This tutorial will teach you how to use PHP heredoc and nowdoc strings to improve code readability.
When variables are placed in a double-quoted string, PHP expands the variable names. If a string contains double quotes (“), use the backslash character to escape them (\). As an example:
<?php $he = 'Bob'; $she = 'Alice'; $text = "$he said, \"PHP is awesome\". \"Of course.\" $she agreed."; echo $text;
Bob said, "PHP is awesome". "Of course." Alice agreed.
PHP heredoc strings behave in the same way as double-quoted strings, but without the double-quotes. This means they don’t have to escape quotes or expand variables. As an example:
<?php $he = 'Bob'; $she = 'Alice'; $text = <<<TEXT $he said "PHP is awesome". "Of course" $she agreed." TEXT; echo $text;
PHP heredoc syntax
The syntax of a heredoc string is shown below:
<?php $str = <<<IDENTIFIER place a string here it can span multiple lines and include single quote ' and double quotes " IDENTIFIER;
This is how it works.
Begin with the operator, an identifier, and a new line:
Second, enter the string, which can span multiple lines and include single or double quotes (‘) or quotes (“).
Third, use the same identifier to close the string.
The identifier must begin with an underscore or a non-digit character and contain only alphanumeric characters and underscores.
The closing identifier must adhere to the following guidelines:
- Starts at the first column of the line.
- Other than a semicolon, there are no other characters (;).
- Before and after the closing identifier, the character must be a newline character defined by the local operating system.
- Because the character before it is not a newline character, the following heredoc string is invalid:
<?php $str = <<<IDENTIFIER invalid IDENTIFIER; echo $str;
The following heredoc string, on the other hand, is correct:
<?php $str = <<<IDENTIFIER valid IDENTIFIER; echo $str;
PHP heredoc strings’ use cases
In practise, the heredoc syntax is used to define a string containing a single quote, double quotes, or variables.
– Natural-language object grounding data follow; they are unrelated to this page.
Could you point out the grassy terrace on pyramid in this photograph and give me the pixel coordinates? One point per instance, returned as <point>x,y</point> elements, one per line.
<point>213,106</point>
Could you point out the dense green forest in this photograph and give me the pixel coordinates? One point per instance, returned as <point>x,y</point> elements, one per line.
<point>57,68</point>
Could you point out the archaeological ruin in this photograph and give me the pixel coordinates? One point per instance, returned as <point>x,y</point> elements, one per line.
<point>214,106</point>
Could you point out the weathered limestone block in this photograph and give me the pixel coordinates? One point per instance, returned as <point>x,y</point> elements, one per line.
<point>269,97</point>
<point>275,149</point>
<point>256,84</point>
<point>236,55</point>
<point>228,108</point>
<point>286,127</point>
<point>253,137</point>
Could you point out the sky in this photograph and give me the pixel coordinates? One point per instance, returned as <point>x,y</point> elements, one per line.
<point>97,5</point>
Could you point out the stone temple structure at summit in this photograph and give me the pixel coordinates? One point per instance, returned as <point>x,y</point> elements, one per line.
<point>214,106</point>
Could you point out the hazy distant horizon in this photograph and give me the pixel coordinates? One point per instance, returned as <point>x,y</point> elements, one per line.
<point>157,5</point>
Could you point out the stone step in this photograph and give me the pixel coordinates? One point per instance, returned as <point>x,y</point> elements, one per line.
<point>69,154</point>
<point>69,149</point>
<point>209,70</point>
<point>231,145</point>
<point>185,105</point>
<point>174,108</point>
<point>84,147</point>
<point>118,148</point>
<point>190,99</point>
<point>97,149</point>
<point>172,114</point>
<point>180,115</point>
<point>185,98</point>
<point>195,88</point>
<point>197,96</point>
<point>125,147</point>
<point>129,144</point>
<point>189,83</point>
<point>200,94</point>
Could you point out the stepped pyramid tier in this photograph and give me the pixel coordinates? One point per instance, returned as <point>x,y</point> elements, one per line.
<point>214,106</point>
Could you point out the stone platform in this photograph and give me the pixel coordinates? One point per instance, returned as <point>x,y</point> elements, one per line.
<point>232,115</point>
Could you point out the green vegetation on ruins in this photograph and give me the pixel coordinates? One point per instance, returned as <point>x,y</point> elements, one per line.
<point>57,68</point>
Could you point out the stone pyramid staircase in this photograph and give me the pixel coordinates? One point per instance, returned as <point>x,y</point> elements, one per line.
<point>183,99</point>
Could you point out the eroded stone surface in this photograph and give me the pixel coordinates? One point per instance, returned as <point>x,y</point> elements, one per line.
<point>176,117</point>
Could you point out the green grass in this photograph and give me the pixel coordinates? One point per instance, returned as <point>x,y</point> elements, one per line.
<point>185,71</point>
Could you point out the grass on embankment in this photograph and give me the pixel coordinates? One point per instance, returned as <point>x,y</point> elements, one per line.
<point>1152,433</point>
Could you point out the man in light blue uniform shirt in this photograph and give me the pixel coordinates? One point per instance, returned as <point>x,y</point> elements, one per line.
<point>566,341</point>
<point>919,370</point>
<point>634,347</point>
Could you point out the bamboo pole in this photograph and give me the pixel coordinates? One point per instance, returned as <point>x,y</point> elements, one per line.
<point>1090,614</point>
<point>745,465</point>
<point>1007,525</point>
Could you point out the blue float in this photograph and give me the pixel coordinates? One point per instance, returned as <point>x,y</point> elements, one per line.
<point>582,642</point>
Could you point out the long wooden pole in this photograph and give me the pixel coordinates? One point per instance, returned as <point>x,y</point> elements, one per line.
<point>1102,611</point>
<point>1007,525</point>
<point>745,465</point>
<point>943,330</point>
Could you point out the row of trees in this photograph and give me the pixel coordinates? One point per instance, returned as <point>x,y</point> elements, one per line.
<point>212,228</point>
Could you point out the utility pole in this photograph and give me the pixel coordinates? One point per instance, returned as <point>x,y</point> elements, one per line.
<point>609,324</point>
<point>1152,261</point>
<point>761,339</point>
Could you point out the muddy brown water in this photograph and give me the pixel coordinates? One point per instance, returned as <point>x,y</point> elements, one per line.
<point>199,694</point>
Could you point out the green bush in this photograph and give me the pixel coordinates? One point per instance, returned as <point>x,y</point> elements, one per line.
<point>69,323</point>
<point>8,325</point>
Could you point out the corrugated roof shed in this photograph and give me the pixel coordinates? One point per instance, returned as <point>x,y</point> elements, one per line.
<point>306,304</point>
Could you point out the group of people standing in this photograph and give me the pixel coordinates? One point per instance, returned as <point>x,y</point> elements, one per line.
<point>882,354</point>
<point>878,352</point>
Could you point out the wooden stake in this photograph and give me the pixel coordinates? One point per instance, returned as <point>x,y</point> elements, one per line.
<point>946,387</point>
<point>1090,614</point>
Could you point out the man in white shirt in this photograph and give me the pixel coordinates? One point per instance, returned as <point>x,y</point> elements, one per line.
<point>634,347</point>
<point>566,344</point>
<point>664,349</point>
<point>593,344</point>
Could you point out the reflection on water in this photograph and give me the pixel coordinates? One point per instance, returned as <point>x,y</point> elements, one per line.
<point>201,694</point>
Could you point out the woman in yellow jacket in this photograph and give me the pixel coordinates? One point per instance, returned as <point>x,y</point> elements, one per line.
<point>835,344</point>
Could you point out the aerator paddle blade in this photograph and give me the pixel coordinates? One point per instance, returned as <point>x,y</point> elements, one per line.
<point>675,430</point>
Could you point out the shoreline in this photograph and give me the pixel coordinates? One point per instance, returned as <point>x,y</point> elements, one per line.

The heredoc string improves the readability of the string.
A heredoc string can also be used to generate HTML dynamically. As an example:
<?php $title = 'My site'; $header = <<<HEADER <header> <h1>$title</h1> </header> HEADER; echo $header;
PHP Nowdoc syntax
A nowdoc string is similar to a heredoc string, with the exception that it does not expand the variables. The syntax of a nowdoc string is as follows:
<?php $str = <<<'IDENTIFIER' place a string here it can span multiple lines and include single quote ' and double quotes " IDENTIFIER;
The syntax of the nowdoc is similar to that of the heredoc, except that the identifier following the operator must be enclosed in single quotes. The nowdoc identifier follows the same rules as the heredoc identifier.